勉強がてら LWN.net を毎週見ているので、メモを晒していこうかと。元ネタはこちら
http://lwn.net/Articles/419811/

dentry cache はファイル名の lookup 処理 (ファイル名から dentry を検索する処理) の性能にとても効くのだけれど、これまで dentry cache の競合回避のために、グローバルな dentry_lock が使われていて、スケーラビリティが皆無だった。

これまでの dentry cache の排他制御には特殊な点があって、dentry cache 削除の場合だけ RCU を利用していた。このため、lookup 処理が途中でブロックしないならば競合の心配はないが、現実的な状況ではブロックしうるため、lookup の経路上の dentry cache の参照カウントを1ずつ上げて競合を回避している。参照カウントに頼って lookup するため、これは ref-walk な実装だと言える。

Nick Piggin の scalability パッチは既存の ref-walk アルゴリズムを、RCU-walk なアルゴリズムに置き換えるというものである。ただ単に RCU を利用するだけではだめで、頻繁に参照カウントが上げ下げされるとキャッシュが乱れて性能が出ないため、lookup 処理が dentry 構造体の中身を変更しないようにすることが重要である。

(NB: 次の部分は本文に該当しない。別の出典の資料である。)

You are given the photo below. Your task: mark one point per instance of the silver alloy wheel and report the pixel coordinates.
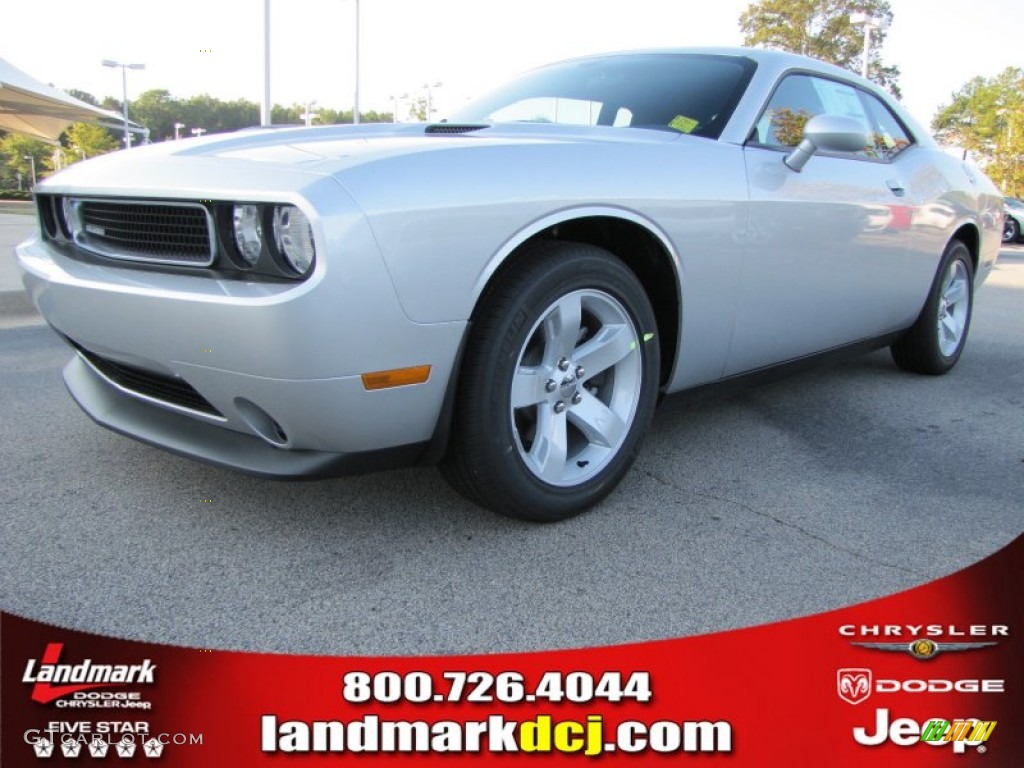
(954, 304)
(576, 388)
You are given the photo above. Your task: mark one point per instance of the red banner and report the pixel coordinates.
(929, 677)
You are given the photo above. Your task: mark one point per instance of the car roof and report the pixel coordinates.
(771, 66)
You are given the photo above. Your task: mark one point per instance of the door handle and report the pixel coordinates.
(896, 187)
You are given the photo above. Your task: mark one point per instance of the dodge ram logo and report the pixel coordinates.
(853, 685)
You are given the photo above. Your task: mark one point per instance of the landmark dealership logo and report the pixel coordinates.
(52, 680)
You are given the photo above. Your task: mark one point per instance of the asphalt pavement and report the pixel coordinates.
(16, 222)
(822, 489)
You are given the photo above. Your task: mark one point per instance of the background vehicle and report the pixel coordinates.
(1014, 218)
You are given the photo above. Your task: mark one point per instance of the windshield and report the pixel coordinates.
(684, 92)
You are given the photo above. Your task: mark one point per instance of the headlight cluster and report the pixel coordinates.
(243, 240)
(291, 246)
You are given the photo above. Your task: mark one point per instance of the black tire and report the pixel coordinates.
(548, 461)
(1011, 230)
(934, 343)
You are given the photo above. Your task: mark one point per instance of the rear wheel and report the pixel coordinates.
(557, 386)
(934, 343)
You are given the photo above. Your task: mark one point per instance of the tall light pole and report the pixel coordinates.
(308, 116)
(395, 99)
(265, 108)
(355, 110)
(124, 86)
(32, 162)
(430, 100)
(869, 23)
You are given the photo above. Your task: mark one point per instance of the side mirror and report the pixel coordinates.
(827, 132)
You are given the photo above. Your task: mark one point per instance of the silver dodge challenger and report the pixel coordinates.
(508, 293)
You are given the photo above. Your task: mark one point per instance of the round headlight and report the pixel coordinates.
(248, 233)
(294, 238)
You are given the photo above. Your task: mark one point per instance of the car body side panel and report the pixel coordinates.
(440, 251)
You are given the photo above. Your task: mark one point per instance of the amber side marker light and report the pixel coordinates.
(399, 377)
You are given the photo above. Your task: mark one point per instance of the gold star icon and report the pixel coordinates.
(98, 748)
(126, 748)
(71, 749)
(43, 748)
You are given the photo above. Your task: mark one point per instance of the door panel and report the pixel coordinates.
(826, 257)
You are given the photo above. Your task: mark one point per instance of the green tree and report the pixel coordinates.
(821, 29)
(986, 117)
(14, 151)
(418, 109)
(83, 140)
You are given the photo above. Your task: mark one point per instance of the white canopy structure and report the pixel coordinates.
(43, 112)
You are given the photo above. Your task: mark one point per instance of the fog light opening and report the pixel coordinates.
(260, 422)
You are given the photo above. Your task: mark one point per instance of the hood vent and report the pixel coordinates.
(454, 128)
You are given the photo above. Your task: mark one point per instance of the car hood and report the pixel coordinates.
(329, 150)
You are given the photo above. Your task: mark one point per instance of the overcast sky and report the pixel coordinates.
(216, 46)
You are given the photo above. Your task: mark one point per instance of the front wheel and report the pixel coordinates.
(557, 386)
(934, 343)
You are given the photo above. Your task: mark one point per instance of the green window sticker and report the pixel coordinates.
(683, 124)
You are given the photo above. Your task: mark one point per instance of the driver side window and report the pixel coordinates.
(800, 97)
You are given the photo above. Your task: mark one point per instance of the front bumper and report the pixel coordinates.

他にも、lookup 処理中に dentry がキャッシュ上に見つからず、いったん lookup を中断しなければならないケースや、dentry の変更に対する保護 (dentry の RCU は削除に対する保護のみ) は、気を遣う必要がある。前者は ref-walk 方式の lookup でやり直すことで対応し、後者は seqlock で同時変更を検出したときに lookup をやり直すことで対応しているようだ。